DistributedArrays.jl icon indicating copy to clipboard operation
DistributedArrays.jl copied to clipboard

Arrays with Missing Hunks

Open r-barnes opened this issue 7 years ago • 11 comments

Is it feasible that DArray could support distributed arrays in which pieces are missing?

For instance, say I have the following:

X X    X
X X X X
X X

where each X represents a dense portion of an array and the blanks represent a portion which can be modeled as representing a single value throughout.

In my mind, DArray has some sort of address table and, when it does a lookup, it could note the gap and return an appropriately formatted response using the constant value.

r-barnes avatar Oct 01 '18 18:10 r-barnes

Hm yes, that seems feasible. Sounds like you would want to use something like a https://github.com/JuliaArrays/FillArrays.jl, the only problem is that we don't support heterogeneous chunk-types. #170 as an example is actually about ensuring that the chunk-types by construction are consistent.

It might be feasible to do promote to a joint super-type, but that might break other things like similar. So yes feasible in theory, but not yet in practice.

vchuravy avatar Oct 01 '18 18:10 vchuravy

Just for reference: for the data I'm currently working with it's the difference between 700 GB and 2 TB of RAM.

FillArrays looks pretty perfect. I wonder if you have suggestions of places I could look in the codebase if I wanted to try hacking on this?

r-barnes avatar Oct 01 '18 19:10 r-barnes

#170 modifies exactly the core constructor that you would want to modify. Once you have a DArray that is constructed in the way you want it comes with the challenge of making sure that all the operations you are interested in work.

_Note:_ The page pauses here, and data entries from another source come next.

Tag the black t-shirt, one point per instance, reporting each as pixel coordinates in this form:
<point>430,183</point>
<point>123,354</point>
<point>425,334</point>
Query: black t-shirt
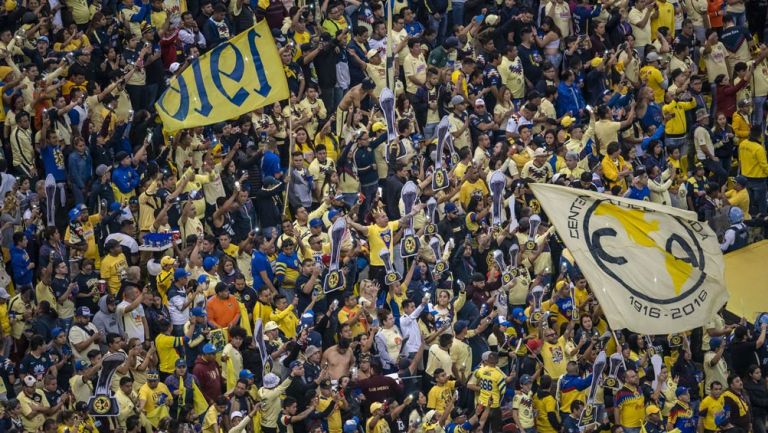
<point>59,286</point>
<point>743,354</point>
<point>35,366</point>
<point>247,296</point>
<point>85,284</point>
<point>530,59</point>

vchuravy avatar Oct 01 '18 19:10 vchuravy

I'll take a dig.

There might be a cheap-hack approach, though: having multiple sections of the DArray reference the same underlying memory:

@everywhere using DistributedArrays
r1  = @spawnat 2 zeros(4,4) 
r2  = @spawnat 3 zeros(4,4) 
r3  = @spawnat 4 rand(4,4)
ras = [r1 r2; r3 r3]
D   = DArray(ras)

Unfortunately, my experiments in #183 make me nervous about this.

r-barnes avatar Oct 01 '18 19:10 r-barnes

Hm yes I suspect that there might be quite some functions written with the assumption that each chunk will be on a different processor, even though it clearly doesn't need to be assumed.

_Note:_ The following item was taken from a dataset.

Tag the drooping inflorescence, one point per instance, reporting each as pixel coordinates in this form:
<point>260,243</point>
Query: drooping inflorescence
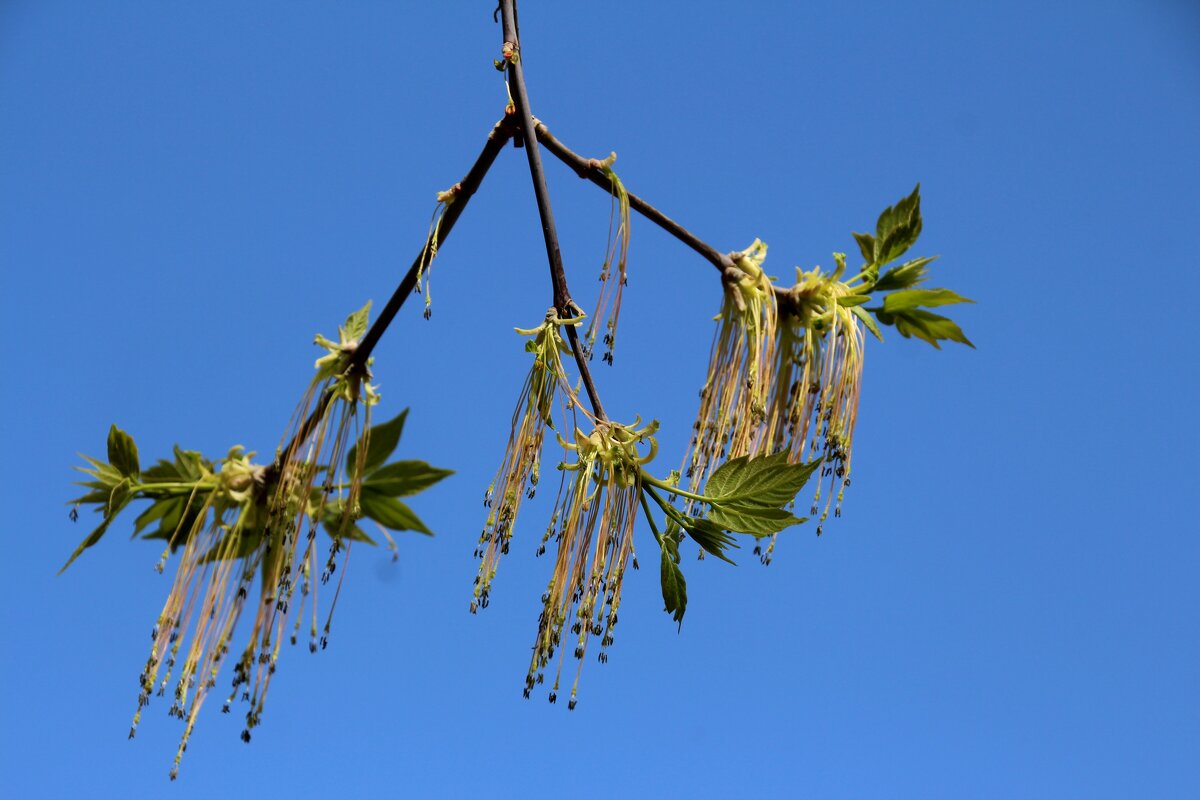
<point>520,469</point>
<point>233,523</point>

vchuravy avatar Oct 01 '18 20:10 vchuravy

The following seems to work for me:

@everywhere using DistributedArrays
@everywhere using FillArrays
r1  = @spawnat 2 FillArrays.Zeros(4,4) 
r2  = @spawnat 3 FillArrays.Zeros(4,4) 
r3  = @spawnat 4 rand(4,4)
r5  = @spawnat 5 rand(4,4)
ras = [r1 r3; r5 r2]
D   = DArray(ras)

[@fetchfrom p typeof(D[:L]) for p in workers()]
[@fetchfrom p eltype(D[:L]) for p in workers()]

And this can be done even with #170 in place.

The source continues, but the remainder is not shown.